Taipei, March 28 (CNA) The fifth national agricultural conference opened Friday at the Taipei International Convention Center, with more than 300 representatives from the academic, industrial and government sectors taking part.

The purpose of this year's meeting will focus on crafting ways to respond to the three demands and ten requests regarding the government's agricultural reform and the impact of Taiwan's entry into the World Trade Organization on domestic industry raised by a large number of farmers and fishermen who protested last November in Taipei, a spokesman for the Council of Agriculture said.

The meeting will be divided into five groups that will have panel discussions centering on the establishment of a value-added system, protection of the agricultural environment and farmland renovation.

President Chen Shui-bian gave an opening address at the conference in which he appealed for public support for the government's planned grassroots financial reforms, although the topic will not be discussed in the two-day meeting.

Chen asked the nation's farmers and fishermen to back the agro-financial draft worked out by the Cabinet in order to ensure the sound development of the credit divisions of the country's local farmers' and fishermen's associations and thus protect their own rights and interests.

Compared to the versions of another drafts put forward by the opposition parties, Chen said, the government's draft would make the grassroots banking system more transparent, independent, professional and efficient in the services it can offer to farmers and fishermen.

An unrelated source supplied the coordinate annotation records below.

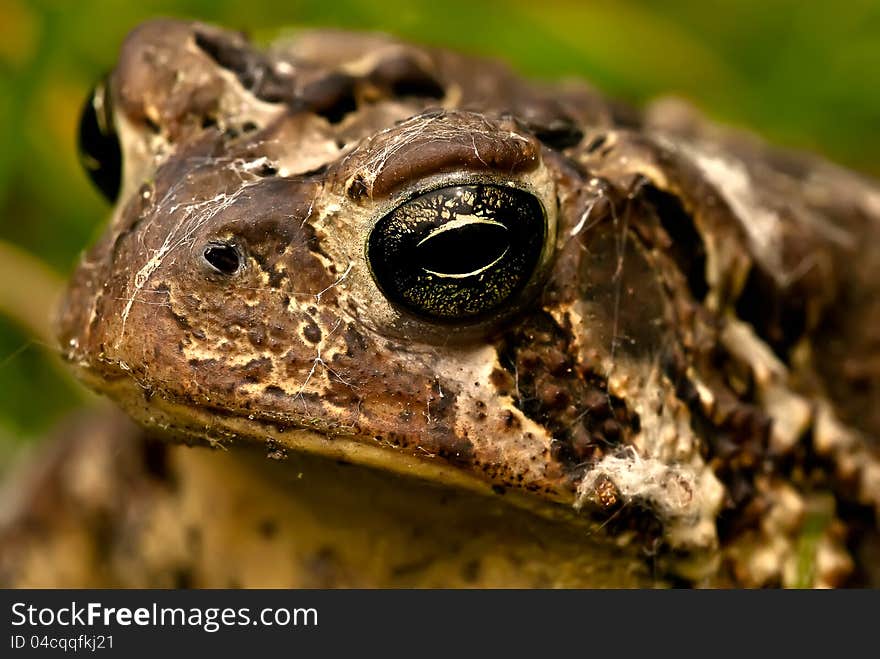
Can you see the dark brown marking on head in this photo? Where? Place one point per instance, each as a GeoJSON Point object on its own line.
{"type": "Point", "coordinates": [403, 76]}
{"type": "Point", "coordinates": [311, 331]}
{"type": "Point", "coordinates": [570, 401]}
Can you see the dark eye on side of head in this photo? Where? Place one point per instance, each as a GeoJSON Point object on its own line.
{"type": "Point", "coordinates": [223, 258]}
{"type": "Point", "coordinates": [99, 152]}
{"type": "Point", "coordinates": [460, 252]}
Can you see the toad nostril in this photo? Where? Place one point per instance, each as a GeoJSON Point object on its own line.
{"type": "Point", "coordinates": [222, 257]}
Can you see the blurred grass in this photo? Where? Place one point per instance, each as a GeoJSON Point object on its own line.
{"type": "Point", "coordinates": [803, 74]}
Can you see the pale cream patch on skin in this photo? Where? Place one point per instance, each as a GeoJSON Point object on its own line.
{"type": "Point", "coordinates": [763, 226]}
{"type": "Point", "coordinates": [662, 466]}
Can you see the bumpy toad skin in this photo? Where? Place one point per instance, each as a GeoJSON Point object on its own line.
{"type": "Point", "coordinates": [693, 366]}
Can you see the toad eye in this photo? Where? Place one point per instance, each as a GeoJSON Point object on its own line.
{"type": "Point", "coordinates": [222, 257]}
{"type": "Point", "coordinates": [99, 151]}
{"type": "Point", "coordinates": [458, 252]}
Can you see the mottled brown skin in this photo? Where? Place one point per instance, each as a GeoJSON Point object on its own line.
{"type": "Point", "coordinates": [693, 367]}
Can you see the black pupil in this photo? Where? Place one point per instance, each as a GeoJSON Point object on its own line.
{"type": "Point", "coordinates": [462, 250]}
{"type": "Point", "coordinates": [99, 150]}
{"type": "Point", "coordinates": [223, 258]}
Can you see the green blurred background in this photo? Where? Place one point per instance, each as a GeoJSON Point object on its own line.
{"type": "Point", "coordinates": [805, 74]}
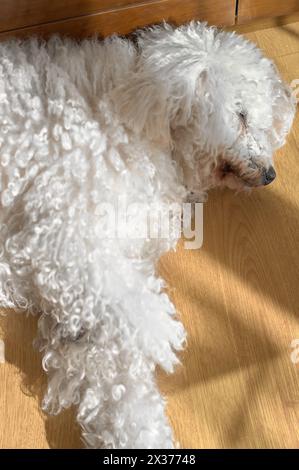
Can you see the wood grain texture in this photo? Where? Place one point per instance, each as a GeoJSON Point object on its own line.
{"type": "Point", "coordinates": [238, 297]}
{"type": "Point", "coordinates": [124, 20]}
{"type": "Point", "coordinates": [252, 9]}
{"type": "Point", "coordinates": [20, 13]}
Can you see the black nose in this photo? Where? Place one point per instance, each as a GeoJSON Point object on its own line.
{"type": "Point", "coordinates": [269, 175]}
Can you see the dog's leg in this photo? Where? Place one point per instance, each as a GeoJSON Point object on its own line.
{"type": "Point", "coordinates": [106, 373]}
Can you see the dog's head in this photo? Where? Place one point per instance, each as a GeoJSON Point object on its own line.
{"type": "Point", "coordinates": [212, 94]}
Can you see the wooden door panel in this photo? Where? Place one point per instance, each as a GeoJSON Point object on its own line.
{"type": "Point", "coordinates": [250, 9]}
{"type": "Point", "coordinates": [124, 20]}
{"type": "Point", "coordinates": [20, 13]}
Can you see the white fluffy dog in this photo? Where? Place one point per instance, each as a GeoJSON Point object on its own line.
{"type": "Point", "coordinates": [170, 114]}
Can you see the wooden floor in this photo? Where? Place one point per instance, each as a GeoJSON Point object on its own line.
{"type": "Point", "coordinates": [239, 299]}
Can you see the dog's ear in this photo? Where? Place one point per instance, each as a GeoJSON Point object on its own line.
{"type": "Point", "coordinates": [155, 104]}
{"type": "Point", "coordinates": [284, 106]}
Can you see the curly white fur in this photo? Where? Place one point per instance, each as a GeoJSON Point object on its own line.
{"type": "Point", "coordinates": [86, 123]}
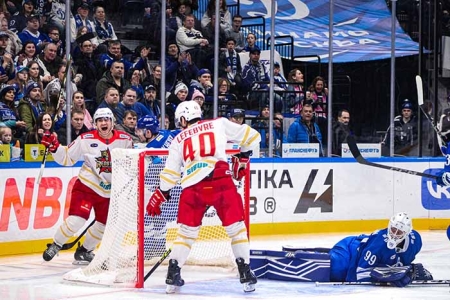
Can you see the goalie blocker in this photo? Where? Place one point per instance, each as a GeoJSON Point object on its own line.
{"type": "Point", "coordinates": [313, 265]}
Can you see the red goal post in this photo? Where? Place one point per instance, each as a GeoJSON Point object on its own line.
{"type": "Point", "coordinates": [134, 240]}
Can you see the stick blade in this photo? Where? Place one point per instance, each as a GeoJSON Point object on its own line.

Should the government backpedal from this stance, the farmers' and fishermen's associations would not be able to survive for long, which would have repercussions for the whole of society, Chen added.

The credit departments of the farmers' and fishermen's associations countrywide registered an average 18.67 percent and 16.54 percent, respectively, in overdue loans last year, far higher than the average of 6.12 percent in the banking sector, he said, adding that the grassroots financial system incurred total losses of NT$ 1.7 billion (US$48.5 million).